As part of an effort to create a comprehensive approach to building Big Data environments, SAP this week announced it will not only resell Hadoop distributions from Intel and HortonWorks, but that it is also putting data virtualization hooks into Hadoop to better integrate the open source data management framework for Big Data with the SAP in-memory computing platform.
According to Byron Banks, vice president of Big Data marketing for SAP, the goal is to merge two Big Data platforms with distinctly different attributes into an integrated portfolio of Big Data platforms. In addition, SAP also announced that it is setting up a service organization to help customers develop Big Data projects by leveraging the data scientist skills that SAP has internally developed.
The “hooks” that SAP is putting into Hadoop come in the form of the company’s Smart Data Access data virtualization platform. By virtualizing all the data sources, SAP allows organizations to launch queries using, for example, SQL, against any data source regardless of the format it is in. Hadoop is the first of several data sources to which SAP intends to extend its data virtualization capabilities as part of an architecture for managing data across the enterprise at a higher level of abstraction.

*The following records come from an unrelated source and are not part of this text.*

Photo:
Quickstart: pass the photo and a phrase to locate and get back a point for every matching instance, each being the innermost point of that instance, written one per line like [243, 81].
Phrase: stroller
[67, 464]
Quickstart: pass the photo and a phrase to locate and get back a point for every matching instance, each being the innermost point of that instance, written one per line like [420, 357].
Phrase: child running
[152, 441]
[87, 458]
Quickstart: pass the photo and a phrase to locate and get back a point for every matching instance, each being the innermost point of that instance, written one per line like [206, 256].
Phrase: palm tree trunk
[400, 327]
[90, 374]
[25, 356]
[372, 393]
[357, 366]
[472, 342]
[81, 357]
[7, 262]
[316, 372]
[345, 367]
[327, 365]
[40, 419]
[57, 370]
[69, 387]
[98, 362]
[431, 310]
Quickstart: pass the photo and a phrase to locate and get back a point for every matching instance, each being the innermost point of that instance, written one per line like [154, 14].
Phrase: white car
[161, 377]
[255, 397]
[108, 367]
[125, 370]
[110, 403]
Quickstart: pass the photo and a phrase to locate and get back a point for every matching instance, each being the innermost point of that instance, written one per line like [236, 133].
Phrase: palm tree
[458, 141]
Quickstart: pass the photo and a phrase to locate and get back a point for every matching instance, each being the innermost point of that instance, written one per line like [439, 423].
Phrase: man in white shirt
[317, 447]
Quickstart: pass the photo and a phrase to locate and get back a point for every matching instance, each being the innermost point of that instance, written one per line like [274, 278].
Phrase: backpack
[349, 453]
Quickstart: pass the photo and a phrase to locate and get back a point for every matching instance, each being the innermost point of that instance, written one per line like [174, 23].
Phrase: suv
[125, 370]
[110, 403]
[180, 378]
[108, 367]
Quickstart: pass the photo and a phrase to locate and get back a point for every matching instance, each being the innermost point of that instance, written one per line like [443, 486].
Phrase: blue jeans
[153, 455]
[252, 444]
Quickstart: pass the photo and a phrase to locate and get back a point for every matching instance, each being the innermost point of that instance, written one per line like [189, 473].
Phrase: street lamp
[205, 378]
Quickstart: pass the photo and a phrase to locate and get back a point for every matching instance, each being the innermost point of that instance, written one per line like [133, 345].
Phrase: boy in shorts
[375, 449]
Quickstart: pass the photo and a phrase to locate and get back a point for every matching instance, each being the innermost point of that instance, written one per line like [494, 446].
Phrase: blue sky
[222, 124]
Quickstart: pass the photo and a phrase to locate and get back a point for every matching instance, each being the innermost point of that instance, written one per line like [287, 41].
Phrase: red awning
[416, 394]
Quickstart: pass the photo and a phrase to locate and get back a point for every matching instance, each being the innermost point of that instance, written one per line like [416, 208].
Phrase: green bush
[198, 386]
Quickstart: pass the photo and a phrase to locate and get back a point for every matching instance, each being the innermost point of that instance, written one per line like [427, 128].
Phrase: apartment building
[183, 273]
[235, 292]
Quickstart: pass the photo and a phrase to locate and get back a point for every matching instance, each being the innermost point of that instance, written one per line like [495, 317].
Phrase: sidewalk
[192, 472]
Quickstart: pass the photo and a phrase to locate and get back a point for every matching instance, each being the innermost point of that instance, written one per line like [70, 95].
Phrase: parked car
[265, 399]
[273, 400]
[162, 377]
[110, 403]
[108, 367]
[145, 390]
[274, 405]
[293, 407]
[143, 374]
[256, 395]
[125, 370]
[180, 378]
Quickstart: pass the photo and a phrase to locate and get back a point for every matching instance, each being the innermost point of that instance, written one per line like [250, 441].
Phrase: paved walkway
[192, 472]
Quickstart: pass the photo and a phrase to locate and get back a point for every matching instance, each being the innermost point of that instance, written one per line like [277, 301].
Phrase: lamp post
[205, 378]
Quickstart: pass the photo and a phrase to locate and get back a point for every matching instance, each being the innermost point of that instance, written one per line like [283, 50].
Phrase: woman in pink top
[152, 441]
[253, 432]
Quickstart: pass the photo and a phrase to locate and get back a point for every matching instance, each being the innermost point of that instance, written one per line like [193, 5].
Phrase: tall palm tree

Banks says that customers are making it clear they want a unified approach to Big Data that encompasses Hadoop, existing data warehouse investments and emerging in-memory database platforms such as HANA. The end result, says Banks, is a more federated approach to managing Big Data that leverages existing investments along platforms such as HANA, that can process data in real time, while Hadoop is used for more batch-oriented applications. Ultimately, Banks says SAP sees Hadoop as a primary source of data that will be used to feed complementary Big Data applications running on HANA.
Ultimately, the end goal is to make enterprise data readily available to any number of applications regardless of where it happens to be stored at any given moment. Of course, where it’s stored will be determined by what format it’s in and how critical access to that information is to the organization at any given moment.